Леонид Семёнович взмахнул рукой, и та камнем упала на сено.
– Колдунство.
Сто процентов было не так, но хочется верится в обратное
Монашка падала в наполненный водой ров, выдирая горящие волосы, чтобы те не обжигали кожу лица. Она ударилось об водную гладь спиной, как об асфальт и погрузилась на дно. На несколько секунд пришла первая по-настоящему четкая мысль о конце. Мертвецкий холод распространялся от ногтевых фаланг и неумолимо стремился дальше по грешному телу. Душа отсоединялась от бренной оболочки к загоревшемуся впереди свету. Юлия протянула руку и тут же упавший на неё мальчик сломал пару пальцев.
Рассвирепев пуще прежнего, монашка вернулась в чувства. Она огляделась в поисках оружия и заметила нечто быстро промелькнувшее. В ту же секунду сверху в воду упал сын Сатаны. Монашка оскалилась, выдрала из грязи со дна острый камень и поплыла к нему. Она занесла камень над обнявшимися от испуга детьми, как вдруг крокодил схватил и утащил её.
Любой на её месте впал в бы панику. Но монашка ходила в лес, где дралась с медведицей за ягоды, сделала сапоги из ее медвежат, бобром срубила несколько деревьев, сделала себе избу и это только за субботу.
Крокодил сжимал челюсти и ускорялся. Ребра Юлии хрустели. Несколько секунд и можно было не заботиться о свержении сына Сатаны.

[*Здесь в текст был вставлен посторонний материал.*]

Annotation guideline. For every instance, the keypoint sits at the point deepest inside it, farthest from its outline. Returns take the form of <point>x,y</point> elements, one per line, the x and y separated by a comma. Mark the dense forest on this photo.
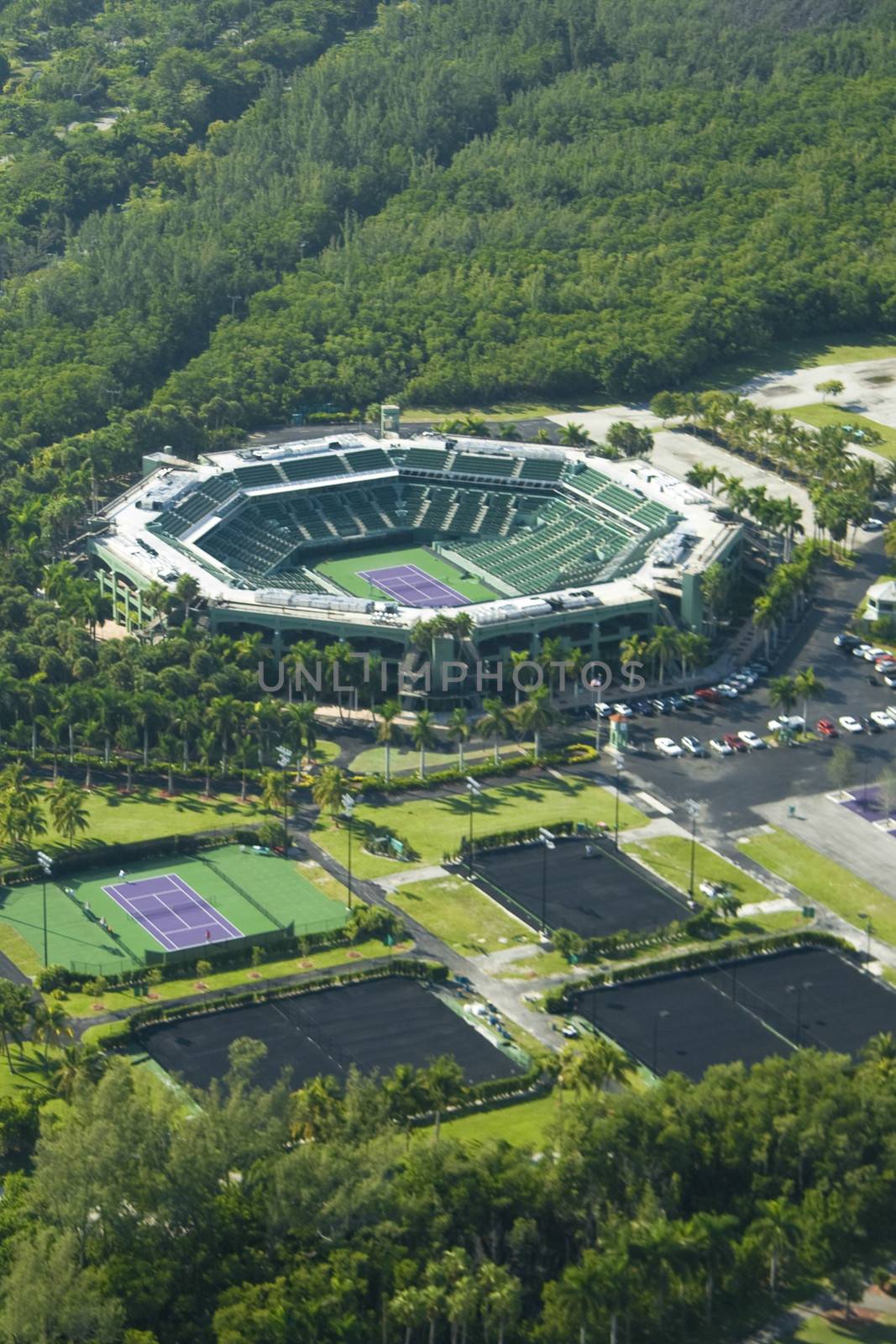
<point>305,1218</point>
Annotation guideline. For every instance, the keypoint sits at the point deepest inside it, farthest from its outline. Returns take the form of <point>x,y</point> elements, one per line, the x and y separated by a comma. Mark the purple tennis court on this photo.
<point>412,586</point>
<point>172,911</point>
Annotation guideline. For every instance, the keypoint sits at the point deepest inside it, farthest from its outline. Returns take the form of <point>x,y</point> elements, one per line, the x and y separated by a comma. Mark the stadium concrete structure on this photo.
<point>557,543</point>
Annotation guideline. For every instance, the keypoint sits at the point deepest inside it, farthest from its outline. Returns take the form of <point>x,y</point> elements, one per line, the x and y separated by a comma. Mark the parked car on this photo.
<point>793,722</point>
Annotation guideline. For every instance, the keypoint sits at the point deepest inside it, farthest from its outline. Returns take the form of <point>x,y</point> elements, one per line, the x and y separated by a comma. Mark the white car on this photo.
<point>794,722</point>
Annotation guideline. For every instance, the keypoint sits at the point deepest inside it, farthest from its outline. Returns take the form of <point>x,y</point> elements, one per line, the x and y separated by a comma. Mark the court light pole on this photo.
<point>799,990</point>
<point>664,1012</point>
<point>620,769</point>
<point>348,812</point>
<point>284,759</point>
<point>692,808</point>
<point>476,792</point>
<point>46,871</point>
<point>547,842</point>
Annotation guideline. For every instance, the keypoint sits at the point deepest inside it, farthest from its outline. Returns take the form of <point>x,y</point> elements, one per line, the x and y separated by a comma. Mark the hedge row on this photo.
<point>559,1000</point>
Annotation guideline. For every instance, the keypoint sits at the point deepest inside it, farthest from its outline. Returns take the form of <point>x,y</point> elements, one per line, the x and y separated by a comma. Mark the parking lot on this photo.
<point>730,786</point>
<point>808,998</point>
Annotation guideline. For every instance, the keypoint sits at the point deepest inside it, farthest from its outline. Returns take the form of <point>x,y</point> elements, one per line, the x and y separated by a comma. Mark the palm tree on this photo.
<point>535,716</point>
<point>808,687</point>
<point>51,1026</point>
<point>387,732</point>
<point>496,723</point>
<point>782,694</point>
<point>67,811</point>
<point>775,1230</point>
<point>329,786</point>
<point>458,730</point>
<point>423,736</point>
<point>664,647</point>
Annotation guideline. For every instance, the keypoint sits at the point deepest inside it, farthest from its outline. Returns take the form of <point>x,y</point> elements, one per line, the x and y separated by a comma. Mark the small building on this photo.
<point>882,601</point>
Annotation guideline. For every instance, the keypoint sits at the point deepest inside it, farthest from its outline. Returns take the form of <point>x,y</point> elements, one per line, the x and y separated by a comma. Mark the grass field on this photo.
<point>524,1126</point>
<point>825,880</point>
<point>144,815</point>
<point>281,887</point>
<point>821,414</point>
<point>432,827</point>
<point>817,1330</point>
<point>345,571</point>
<point>461,916</point>
<point>669,857</point>
<point>372,761</point>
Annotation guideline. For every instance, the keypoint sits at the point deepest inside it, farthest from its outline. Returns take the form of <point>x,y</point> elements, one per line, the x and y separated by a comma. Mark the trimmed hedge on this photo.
<point>558,1000</point>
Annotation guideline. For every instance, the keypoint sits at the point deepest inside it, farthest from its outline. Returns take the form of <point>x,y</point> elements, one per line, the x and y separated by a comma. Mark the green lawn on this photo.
<point>524,1126</point>
<point>144,815</point>
<point>345,571</point>
<point>825,880</point>
<point>821,414</point>
<point>434,826</point>
<point>815,1330</point>
<point>372,761</point>
<point>461,916</point>
<point>74,938</point>
<point>669,857</point>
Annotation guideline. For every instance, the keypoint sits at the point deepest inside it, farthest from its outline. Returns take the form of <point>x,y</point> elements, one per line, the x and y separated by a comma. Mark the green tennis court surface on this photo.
<point>255,893</point>
<point>347,573</point>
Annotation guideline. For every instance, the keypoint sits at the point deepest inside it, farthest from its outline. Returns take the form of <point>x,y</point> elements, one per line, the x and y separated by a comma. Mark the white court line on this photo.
<point>141,920</point>
<point>188,891</point>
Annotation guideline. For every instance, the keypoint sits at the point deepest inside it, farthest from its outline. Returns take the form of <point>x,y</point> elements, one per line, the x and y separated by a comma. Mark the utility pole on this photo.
<point>692,808</point>
<point>547,840</point>
<point>284,759</point>
<point>476,792</point>
<point>348,812</point>
<point>46,871</point>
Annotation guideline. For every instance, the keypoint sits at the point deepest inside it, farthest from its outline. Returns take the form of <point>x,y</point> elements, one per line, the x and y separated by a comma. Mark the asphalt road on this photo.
<point>728,788</point>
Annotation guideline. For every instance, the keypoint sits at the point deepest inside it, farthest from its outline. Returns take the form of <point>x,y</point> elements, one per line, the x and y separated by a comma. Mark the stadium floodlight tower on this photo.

Она полезла за пояс, достала самодельный нож из клыка вепря и камня и вонзила его в голову хищника. Сотни заряженных громким воплем пузырьков воздуха вырвались из ее рта. Юлия воткнула большие пальцы в глаза хищника и давила, пока те не лопнули, оставшись кровавыми шлейфами под водой.
Крокодил раскрыл пасть, дав жертве выбраться. Та поплыла вверх, сделала один вдох и нырнула. В крокодиле остался её нож. Монашка схватила зверя за хвост и потянула к себе. Охреневший от такого наглого нарушения законов дикой природы хищник клацал зубами, но впустую. Монашка схватила его за шею, сунула в пасть руку, взялась за торчащее там лезвие, второй схватилась за рукоятку и потянула на себя, разрезав верхнюю челюсть крокодила надвое.
Мужики рассказывали, будто видели, как Юлия, бывшая монахиня церкви, поднималась на берег. Вся в крови, с обгоревшим до костей лицом и мёртвым крокодилом на плечах, она направлялась к лесу. Последнему мужику, мимо которого она проходила, Юлия кое-что прошептала. Никто не знает, что именно это было за послание, но тот мужик тотчас упал на колени и заревел.